I had to explain the above before I could write a review of Edward Bellamy‘s “Looking Backward from 2000 to 1887.” Otherwise you may not understand my disdain for this science fiction. After all, the book’s plot is similar to ones I like. It is an utopia, where a Bostonian falls asleep in 1887 and wakes up in the new world of 2000. The problem is that the society of this 2000 is a kind of socialism that I know by experience cannot exist. The author attempted to circumvent human nature by creative ways of governing, but people in power would always find the way to corrupt a system. The checks and balances built into the US Constitution seemed to have work for a long while, but the history of the US, looking at it from another perspective is nothing more than a series of scandals and bad decisions, which is creating inequality of the people. Still, this is the best system I am aware of.
But Bellamy envisions a very tempting harmonious future, built on socialist principles. It is one boring world. What I like about capitalism are the options it gives you. I also dislike this very same aspect as it continually forces you to make choices and it becomes a very time consuming activity that can distract you from more important actions and thoughts. But not having options, or others limiting them for you is much worse. And that seems to happen in Bellamy’s book, even if it is in the disguise of benevolence and balance.

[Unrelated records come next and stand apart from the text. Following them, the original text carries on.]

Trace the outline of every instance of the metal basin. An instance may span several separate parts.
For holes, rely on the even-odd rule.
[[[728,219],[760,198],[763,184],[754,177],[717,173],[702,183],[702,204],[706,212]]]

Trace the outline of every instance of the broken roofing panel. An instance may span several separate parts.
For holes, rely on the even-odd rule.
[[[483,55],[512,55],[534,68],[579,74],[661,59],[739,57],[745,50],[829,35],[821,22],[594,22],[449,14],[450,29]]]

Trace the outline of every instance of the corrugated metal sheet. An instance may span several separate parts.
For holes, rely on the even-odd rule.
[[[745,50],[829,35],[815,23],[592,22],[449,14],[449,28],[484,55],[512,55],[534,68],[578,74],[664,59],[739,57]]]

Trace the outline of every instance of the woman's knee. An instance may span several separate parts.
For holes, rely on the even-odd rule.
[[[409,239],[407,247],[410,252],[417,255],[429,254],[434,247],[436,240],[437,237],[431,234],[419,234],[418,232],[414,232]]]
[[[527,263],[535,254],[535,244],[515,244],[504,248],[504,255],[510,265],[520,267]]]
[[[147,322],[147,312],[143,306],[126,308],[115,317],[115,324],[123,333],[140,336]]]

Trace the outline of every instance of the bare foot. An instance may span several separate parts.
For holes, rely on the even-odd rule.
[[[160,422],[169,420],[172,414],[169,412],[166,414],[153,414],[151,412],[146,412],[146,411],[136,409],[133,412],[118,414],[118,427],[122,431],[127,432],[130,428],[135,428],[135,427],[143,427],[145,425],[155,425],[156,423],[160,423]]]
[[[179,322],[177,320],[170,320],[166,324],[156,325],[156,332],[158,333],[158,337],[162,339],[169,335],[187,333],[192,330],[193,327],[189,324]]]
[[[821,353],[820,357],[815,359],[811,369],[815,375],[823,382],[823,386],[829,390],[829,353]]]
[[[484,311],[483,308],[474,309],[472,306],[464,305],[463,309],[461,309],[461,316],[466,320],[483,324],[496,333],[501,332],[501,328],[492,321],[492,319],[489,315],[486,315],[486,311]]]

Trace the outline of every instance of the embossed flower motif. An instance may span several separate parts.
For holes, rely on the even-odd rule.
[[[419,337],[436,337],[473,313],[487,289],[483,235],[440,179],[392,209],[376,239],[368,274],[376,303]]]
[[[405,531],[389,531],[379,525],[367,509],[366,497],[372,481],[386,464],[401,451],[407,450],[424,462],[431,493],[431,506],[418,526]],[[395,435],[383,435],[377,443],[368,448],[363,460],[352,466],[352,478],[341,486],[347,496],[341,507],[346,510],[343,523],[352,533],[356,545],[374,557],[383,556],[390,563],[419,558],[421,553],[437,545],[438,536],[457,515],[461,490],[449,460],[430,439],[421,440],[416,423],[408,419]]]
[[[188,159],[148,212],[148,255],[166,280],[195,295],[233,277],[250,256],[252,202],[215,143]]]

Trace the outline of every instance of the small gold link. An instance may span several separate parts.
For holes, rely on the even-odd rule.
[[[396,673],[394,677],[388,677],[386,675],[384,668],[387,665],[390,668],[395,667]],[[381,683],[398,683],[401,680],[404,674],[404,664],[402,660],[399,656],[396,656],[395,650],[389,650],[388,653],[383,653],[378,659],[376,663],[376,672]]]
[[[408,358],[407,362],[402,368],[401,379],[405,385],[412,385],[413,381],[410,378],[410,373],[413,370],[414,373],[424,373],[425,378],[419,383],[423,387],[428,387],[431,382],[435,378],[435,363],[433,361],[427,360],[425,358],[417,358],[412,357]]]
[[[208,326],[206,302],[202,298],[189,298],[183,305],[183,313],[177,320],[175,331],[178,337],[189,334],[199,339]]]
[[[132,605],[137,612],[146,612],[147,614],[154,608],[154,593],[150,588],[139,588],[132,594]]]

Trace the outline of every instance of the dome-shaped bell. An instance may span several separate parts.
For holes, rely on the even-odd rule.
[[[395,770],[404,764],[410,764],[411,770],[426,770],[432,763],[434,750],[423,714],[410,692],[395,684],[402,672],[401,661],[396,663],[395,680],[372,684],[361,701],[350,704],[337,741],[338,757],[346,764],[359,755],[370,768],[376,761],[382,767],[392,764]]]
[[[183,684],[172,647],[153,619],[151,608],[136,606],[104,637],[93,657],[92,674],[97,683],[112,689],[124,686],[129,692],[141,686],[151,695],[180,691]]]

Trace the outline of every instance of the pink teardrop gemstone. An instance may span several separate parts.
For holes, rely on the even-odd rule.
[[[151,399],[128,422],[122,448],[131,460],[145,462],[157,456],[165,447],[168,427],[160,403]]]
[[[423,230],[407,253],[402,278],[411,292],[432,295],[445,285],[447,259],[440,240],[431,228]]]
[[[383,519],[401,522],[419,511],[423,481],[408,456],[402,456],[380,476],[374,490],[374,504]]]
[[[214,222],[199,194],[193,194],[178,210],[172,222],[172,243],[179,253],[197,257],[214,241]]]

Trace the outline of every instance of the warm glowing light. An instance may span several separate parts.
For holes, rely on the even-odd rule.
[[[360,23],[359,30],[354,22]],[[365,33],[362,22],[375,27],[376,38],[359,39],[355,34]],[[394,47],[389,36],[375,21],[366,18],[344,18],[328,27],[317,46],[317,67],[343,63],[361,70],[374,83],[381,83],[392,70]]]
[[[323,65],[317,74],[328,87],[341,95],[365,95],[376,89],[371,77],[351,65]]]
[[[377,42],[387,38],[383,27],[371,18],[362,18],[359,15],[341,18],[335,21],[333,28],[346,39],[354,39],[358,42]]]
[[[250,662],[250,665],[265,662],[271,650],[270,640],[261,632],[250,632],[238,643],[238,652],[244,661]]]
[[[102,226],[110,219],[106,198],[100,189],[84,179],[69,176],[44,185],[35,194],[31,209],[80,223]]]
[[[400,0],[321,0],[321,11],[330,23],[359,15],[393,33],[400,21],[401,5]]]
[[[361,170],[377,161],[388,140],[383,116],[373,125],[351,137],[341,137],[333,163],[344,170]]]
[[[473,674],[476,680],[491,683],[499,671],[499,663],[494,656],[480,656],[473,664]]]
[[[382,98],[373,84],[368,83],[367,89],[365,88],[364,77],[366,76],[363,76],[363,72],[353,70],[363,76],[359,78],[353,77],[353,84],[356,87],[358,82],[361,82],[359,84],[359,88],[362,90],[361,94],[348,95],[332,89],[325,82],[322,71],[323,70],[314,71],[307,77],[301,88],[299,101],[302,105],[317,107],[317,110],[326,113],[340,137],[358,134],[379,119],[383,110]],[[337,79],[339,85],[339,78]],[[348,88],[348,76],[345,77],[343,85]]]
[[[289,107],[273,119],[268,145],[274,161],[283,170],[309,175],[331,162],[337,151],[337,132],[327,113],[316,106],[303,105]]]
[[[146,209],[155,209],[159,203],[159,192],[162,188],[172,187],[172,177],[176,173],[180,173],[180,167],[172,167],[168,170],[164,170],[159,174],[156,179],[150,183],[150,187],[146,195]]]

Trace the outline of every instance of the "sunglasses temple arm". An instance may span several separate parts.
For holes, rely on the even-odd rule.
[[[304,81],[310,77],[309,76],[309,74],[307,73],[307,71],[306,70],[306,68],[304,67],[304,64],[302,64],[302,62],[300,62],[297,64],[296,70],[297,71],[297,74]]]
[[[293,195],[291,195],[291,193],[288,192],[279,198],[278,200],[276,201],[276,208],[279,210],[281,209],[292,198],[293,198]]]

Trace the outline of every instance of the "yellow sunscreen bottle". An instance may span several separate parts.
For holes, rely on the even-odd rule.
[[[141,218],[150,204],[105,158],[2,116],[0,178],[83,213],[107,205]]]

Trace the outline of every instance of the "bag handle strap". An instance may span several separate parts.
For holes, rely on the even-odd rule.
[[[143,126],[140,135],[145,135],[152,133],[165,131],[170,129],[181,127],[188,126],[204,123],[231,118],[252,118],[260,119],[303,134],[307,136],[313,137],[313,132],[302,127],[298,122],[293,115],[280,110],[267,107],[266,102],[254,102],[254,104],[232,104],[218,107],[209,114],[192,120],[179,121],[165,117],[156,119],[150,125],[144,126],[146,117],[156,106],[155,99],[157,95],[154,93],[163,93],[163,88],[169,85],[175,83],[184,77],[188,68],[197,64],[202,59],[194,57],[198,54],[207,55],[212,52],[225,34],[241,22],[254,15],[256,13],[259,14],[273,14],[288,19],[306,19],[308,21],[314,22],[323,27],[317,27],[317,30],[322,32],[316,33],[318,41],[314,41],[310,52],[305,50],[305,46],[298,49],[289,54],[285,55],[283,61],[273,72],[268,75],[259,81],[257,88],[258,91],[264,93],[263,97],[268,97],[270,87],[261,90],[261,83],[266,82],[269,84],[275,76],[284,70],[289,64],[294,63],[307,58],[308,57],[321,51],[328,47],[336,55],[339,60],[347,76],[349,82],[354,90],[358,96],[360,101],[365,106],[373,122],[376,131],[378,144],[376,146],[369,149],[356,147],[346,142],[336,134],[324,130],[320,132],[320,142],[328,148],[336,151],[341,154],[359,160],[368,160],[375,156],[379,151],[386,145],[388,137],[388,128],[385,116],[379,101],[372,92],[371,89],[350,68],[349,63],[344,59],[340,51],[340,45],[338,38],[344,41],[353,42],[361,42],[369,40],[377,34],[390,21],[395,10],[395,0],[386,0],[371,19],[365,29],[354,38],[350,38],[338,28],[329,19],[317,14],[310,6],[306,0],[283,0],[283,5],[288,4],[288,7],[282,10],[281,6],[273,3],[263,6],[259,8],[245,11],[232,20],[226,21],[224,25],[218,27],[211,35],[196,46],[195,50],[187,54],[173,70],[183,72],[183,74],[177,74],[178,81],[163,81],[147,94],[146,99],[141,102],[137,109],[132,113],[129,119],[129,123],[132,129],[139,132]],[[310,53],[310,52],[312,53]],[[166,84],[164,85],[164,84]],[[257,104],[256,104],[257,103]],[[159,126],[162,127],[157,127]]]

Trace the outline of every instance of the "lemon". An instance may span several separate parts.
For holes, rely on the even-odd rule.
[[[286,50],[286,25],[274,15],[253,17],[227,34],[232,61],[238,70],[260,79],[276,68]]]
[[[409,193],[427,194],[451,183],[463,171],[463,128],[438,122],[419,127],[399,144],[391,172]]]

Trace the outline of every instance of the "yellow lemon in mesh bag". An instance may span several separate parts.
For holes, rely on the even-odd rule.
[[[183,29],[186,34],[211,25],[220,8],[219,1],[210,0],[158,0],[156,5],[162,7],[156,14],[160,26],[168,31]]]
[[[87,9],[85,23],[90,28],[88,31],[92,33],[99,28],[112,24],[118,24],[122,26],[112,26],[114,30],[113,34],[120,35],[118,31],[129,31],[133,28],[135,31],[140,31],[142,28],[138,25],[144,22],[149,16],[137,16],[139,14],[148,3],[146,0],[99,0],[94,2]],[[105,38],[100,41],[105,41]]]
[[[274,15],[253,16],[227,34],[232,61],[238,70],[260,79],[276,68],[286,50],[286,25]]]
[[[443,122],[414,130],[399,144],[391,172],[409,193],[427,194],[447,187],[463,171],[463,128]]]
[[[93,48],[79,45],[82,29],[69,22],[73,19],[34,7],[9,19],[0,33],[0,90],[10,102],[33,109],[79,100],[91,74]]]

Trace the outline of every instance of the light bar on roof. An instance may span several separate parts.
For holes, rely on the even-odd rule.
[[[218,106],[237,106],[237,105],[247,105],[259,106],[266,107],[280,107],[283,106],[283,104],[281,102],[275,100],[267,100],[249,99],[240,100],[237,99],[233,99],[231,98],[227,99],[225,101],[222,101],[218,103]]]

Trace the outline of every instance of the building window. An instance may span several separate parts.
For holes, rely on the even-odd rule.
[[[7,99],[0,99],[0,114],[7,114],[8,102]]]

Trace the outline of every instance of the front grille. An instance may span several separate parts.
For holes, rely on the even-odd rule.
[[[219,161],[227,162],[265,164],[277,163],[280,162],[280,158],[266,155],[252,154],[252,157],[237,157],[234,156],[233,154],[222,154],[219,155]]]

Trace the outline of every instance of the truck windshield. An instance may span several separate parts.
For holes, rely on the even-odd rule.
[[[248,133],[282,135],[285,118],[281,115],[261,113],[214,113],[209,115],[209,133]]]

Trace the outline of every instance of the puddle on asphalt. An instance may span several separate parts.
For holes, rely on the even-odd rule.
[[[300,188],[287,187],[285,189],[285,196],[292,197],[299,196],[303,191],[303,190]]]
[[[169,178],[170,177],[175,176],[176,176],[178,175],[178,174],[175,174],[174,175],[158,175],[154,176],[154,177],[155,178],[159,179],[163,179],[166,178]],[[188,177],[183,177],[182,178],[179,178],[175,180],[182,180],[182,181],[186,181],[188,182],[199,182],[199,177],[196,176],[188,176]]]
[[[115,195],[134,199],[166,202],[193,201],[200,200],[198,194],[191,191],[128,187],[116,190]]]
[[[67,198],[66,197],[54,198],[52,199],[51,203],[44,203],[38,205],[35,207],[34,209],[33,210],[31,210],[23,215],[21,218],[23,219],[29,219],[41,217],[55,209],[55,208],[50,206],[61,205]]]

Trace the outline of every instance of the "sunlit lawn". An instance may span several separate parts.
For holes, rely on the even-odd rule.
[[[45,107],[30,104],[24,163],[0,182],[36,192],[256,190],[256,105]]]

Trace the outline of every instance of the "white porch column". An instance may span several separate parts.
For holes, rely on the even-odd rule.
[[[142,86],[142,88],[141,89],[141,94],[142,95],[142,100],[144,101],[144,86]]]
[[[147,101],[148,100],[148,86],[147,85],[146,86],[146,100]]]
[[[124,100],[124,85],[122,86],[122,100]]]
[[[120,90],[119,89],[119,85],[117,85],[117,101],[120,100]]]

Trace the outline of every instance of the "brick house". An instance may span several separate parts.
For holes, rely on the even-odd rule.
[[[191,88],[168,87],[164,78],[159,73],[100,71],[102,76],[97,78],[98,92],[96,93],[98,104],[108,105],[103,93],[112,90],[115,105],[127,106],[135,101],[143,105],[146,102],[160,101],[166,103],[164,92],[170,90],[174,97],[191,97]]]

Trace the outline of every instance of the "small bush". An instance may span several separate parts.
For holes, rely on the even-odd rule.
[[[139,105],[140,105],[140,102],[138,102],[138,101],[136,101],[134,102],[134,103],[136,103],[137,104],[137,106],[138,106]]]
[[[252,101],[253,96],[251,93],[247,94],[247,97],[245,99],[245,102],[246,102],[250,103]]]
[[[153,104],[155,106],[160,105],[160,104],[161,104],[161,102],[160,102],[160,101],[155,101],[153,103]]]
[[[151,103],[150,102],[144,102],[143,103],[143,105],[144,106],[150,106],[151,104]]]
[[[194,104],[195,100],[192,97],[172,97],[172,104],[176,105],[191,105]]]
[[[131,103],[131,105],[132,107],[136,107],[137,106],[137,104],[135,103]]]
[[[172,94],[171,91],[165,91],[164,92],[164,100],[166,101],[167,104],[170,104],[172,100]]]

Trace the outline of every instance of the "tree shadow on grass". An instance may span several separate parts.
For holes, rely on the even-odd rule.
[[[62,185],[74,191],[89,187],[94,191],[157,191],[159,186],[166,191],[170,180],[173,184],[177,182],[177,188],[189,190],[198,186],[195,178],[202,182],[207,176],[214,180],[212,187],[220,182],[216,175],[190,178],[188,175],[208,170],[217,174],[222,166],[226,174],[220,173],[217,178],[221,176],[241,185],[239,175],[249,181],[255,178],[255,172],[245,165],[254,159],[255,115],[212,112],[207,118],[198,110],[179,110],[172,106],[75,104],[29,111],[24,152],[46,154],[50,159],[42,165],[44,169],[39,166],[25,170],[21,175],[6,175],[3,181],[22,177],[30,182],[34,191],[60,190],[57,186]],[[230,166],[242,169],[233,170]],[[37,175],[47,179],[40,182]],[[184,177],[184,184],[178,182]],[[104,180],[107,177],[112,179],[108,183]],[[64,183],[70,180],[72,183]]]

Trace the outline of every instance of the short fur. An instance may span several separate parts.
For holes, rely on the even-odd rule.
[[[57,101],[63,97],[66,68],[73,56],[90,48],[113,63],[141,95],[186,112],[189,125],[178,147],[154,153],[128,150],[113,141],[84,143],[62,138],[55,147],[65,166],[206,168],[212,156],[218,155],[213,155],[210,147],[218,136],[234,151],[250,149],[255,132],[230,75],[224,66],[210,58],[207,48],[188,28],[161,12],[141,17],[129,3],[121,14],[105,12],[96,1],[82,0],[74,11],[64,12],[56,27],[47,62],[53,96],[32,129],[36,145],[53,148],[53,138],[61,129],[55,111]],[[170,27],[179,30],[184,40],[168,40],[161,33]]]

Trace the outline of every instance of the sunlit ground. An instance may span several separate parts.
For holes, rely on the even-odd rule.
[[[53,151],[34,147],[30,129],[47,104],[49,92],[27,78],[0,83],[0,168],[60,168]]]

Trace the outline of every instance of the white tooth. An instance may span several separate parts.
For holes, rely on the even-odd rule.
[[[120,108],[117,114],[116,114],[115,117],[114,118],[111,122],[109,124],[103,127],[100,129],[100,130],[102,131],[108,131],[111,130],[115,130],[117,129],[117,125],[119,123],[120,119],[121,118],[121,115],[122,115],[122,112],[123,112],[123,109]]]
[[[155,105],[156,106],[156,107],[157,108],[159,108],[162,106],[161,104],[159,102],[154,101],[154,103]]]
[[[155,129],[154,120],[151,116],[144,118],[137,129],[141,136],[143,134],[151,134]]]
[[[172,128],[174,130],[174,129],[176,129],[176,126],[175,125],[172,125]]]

I would like to emphasize that I would love having less consumer options if it would bring universal peace, prosperity, and harmony for all. But I don’t believe it can be done on the mass level in a top-down way. The way to do it right is making the right life, consumer and other choices to bring that utopia closer.
I realize that this was less of a book review and more of personal stance. But the majority of the book is a description of an ideal society. There is a romance line too, but that doesn’t actually add anything to the book’ message. I assume making it a novel, as opposed to a non-fiction item made the book more sellable. It did sell more than a million copies in a few years and was the third biggest best seller of the time. There are also at least 16 sequels to it Seeing how successful it was I have to conclude that I cannot judge the book’s qualities because of my own prejudices. But I found it too political for a science fiction and too much out of the reality I know to make it believable.